SOALINDONESIA–JAKARTA Komisi Pemberantasan Korupsi (KPK) terus mengusut tuntas kasus dugaan korupsi kuota haji yang menyeret sejumlah pihak di Kementerian Agama (Kemenag). Hingga kini, KPK telah memeriksa lebih dari 300 Penyelenggara Ibadah Haji Khusus (PIHK) dalam rangka penghitungan kerugian negara yang ditaksir mencapai lebih dari Rp1 triliun.
“Sampai saat ini tercatat sudah lebih dari 300 PIHK yang kooperatif dan memberikan informasi serta keterangan yang dibutuhkan auditor dalam rangka penghitungan kerugian negara,” ujar Juru Bicara KPK, Budi Prasetyo, kepada wartawan di Jakarta, Kamis (23/10).
Menurut Budi, jumlah tersebut mencakup sekitar 70 persen dari total 400-an PIHK di Indonesia.
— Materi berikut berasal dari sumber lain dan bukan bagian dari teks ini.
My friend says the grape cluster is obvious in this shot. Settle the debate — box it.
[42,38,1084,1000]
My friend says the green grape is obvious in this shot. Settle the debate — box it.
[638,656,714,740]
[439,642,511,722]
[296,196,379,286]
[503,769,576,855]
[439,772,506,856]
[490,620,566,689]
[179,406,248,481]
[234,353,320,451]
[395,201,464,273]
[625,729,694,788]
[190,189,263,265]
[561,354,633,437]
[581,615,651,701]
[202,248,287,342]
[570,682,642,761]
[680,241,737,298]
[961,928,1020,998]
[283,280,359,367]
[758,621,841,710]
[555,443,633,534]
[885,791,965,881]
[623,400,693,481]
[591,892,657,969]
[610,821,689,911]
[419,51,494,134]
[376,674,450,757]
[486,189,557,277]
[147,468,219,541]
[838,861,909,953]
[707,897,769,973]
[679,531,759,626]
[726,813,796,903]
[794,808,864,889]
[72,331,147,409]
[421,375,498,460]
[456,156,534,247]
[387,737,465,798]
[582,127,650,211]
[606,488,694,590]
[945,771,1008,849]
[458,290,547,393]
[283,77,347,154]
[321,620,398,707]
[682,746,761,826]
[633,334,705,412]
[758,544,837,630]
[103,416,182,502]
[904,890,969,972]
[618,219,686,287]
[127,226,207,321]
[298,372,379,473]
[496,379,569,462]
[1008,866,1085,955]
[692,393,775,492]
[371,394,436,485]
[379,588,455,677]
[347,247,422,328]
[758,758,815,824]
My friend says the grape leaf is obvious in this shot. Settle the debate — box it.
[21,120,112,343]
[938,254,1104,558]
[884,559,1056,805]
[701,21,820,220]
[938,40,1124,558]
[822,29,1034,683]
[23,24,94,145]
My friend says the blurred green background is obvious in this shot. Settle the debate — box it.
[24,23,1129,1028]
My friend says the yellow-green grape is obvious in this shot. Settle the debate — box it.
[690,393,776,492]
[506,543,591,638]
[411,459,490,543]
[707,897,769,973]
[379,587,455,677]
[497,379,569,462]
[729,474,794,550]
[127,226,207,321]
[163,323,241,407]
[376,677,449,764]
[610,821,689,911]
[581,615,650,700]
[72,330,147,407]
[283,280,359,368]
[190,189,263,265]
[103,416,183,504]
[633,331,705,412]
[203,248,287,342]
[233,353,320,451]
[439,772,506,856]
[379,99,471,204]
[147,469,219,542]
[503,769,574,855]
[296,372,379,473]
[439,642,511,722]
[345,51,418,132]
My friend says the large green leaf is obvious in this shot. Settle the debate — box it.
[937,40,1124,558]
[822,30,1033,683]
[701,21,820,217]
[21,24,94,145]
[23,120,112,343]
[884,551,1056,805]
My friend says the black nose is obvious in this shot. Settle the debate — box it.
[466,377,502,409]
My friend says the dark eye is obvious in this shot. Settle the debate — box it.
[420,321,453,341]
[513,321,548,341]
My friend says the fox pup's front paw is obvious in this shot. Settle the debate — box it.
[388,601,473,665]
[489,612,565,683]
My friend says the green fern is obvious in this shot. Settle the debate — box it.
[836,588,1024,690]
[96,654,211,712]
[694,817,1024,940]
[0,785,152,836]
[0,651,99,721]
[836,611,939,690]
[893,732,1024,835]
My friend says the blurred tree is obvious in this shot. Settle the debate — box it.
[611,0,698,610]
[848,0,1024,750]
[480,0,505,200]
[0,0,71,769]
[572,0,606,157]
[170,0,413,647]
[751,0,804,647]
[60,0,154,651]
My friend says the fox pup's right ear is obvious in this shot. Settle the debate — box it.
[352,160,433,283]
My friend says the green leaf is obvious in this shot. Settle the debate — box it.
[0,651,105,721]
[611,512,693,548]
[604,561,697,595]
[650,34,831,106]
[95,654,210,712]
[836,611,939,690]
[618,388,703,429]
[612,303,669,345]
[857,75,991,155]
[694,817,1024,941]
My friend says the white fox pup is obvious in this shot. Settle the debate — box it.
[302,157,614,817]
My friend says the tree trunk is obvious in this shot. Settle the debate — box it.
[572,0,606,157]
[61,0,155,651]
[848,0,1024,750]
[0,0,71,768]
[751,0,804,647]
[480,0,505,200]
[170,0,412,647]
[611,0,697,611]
Pemeriksaan terhadap ratusan travel dilakukan bersama Badan Pemeriksa Keuangan (BPK) untuk memastikan aliran dana dan potensi kerugian akibat dugaan penyimpangan pembagian kuota haji.
“Ini progres positif yang menunjukkan sinergi antara KPK dan BPK untuk segera menuntaskan perkara kuota haji ini,” imbuhnya.
Kasus Sensitif, KPK Tegaskan Proses Harus Kredibel
Budi menekankan, penyidikan kasus ini dilakukan dengan sangat hati-hati mengingat kaitannya dengan hajat hidup umat beragama.
“Ini perkara yang sangat dekat dengan kehidupan umat, sehingga penyidikan dilakukan secara serius dan kredibel,” tegasnya.
Ia juga memastikan pemeriksaan terhadap saksi dan pihak terkait masih terus berlanjut, dan perkembangan penyidikan akan disampaikan secara berkala.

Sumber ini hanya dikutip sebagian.